Umbilical cord blood samples were collected in a prospective study of pregnancy outcome that took place from January 1993 to December 1995 at Rogaland Central Hospital in Stavanger, Norway. The maternity clinic at this hospital serves a region of approximately 239
000 inhabitants. Deliveries (12
804) took place during the study period. The Norwegian Medical Birth Registry records information on all deliveries that take place in the country (Lie et al, 1998
), and we used this information to identify cases of pre-eclampsia and to select appropriate controls, as previously described (Ødegård et al, 2000
From the Medical Birth Registry, we initially identified approximately 1300 cases with clinical information indicating possible pre-eclampsia or eclampsia. After verifying and supplementing this information with details from the hospital records, we identified 307 singleton pregnant women with definite pre-eclampsia. We used a previously described definition of pre-eclampsia in this study (CLASP Collaborative Group, 1994
). Briefly, for pre-eclampsia to be diagnosed, persistent diastolic blood pressure of at least 90
mmHg had to develop after 20 weeks of gestation, and diastolic blood pressure had to increase by at least 25
mmHg. In addition, proteinuria had to be present, and cut-off was defined as 0.3
(semiquantitative dipstick 1+) in at least one urine sample after 20 weeks of gestation without simultaneous urinary infection.

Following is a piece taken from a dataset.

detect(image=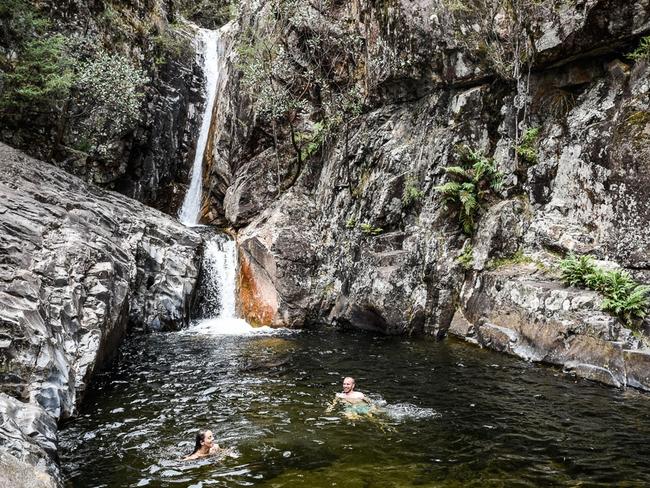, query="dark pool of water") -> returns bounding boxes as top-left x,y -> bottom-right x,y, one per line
60,332 -> 650,488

Pre-eclampsia was classified as severe (n
=66) if diastolic blood pressure increased to at least 110 mmHg, along with proteinuria 3+ on dipstick, or at least 500
mg per 24
h. Cases with eclampsia and suspected HELLP (haemolysis elevated liver enzymes, low platelets) syndrome were regarded interchangeable with severe pre-eclampsia. Cord plasma was analysed for all 66 cases of severe pre-eclampsia.
For comparison, women without pre-eclampsia were selected from the cohort of women who gave birth at Rogaland Central Hospital, as previously described (Ødegård et al, 2000
). Among 619 control women, cord blood was available for analysis from 609. Information on baseline data was obtained at the first maternal visit at around 12 weeks of pregnancy. All infant data were compiled from hospital records.
Blood samples were collected after delivery from the placental side of the umbilical cord in syringes containing heparin, and chilled to 4°C up to 60
h before being centrifuged at 3000
r.p.m. for 15
min. Plasma was stored at −80°C until analysed.
Birth weight was standardised as the ratio between the observed and expected birth weight, the latter being adjusted for sex and gestational age at birth. We used standards of expected birth weights derived from the results of weight curves based on ultrasonographic measurements in a large Scandinavian population (Marsal et al, 1996
). Gestational age at birth was calculated from routine ultrasonographic measurements at 18 weeks of gestation. Small-for-Gestational-Age (SGA) was defined as an observed birth weight two standard deviations or more below the expected, which corresponds to a ratio lower than 0.76, or to a birth weight reduction of approximately 840 g for a term infant.
We measured oestradiol and AFP using commercially available fluoroimmunoassays (Wallac Oy, Turku, Finland). Single samples were analysed, and procedures suggested by the manufacturer were followed. Oestradiol and AFP were detected in all plasma samples. In both assays, the intra-assay coefficients of variation at high and low levels were always less than 9%.
Oestradiol and AFP had positively skewed distributions, and we used Mann–Whitney U-test for comparisons between the groups. Differences between proportions were assessed by chi-square tests. The standardised birth weight was divided into four categories: <0.76 corresponds to a strict definition of small for gestational age (SGA), and 0.76–0.89 is a broad category of relatively small infants. The category 0.90 to 1.09 includes infants with appropriate weight for their gestation, and the category >1.09 includes large babies. For each level of birth weight, we estimated values of oestradiol and AFP in the pre-eclampsia group and in controls. In multiple linear regression analyses, we assessed whether the contribution to AFP or oestradiol differed between cases of severe pre-eclampsia and controls, after adjustment for length of gestation, birth weight and offspring sex. All statistical analyses were calculated using the Statistical Package for the Social Sciences (SPSS), version 10.05 (SPSS, Inc., Chicago, IL, USA).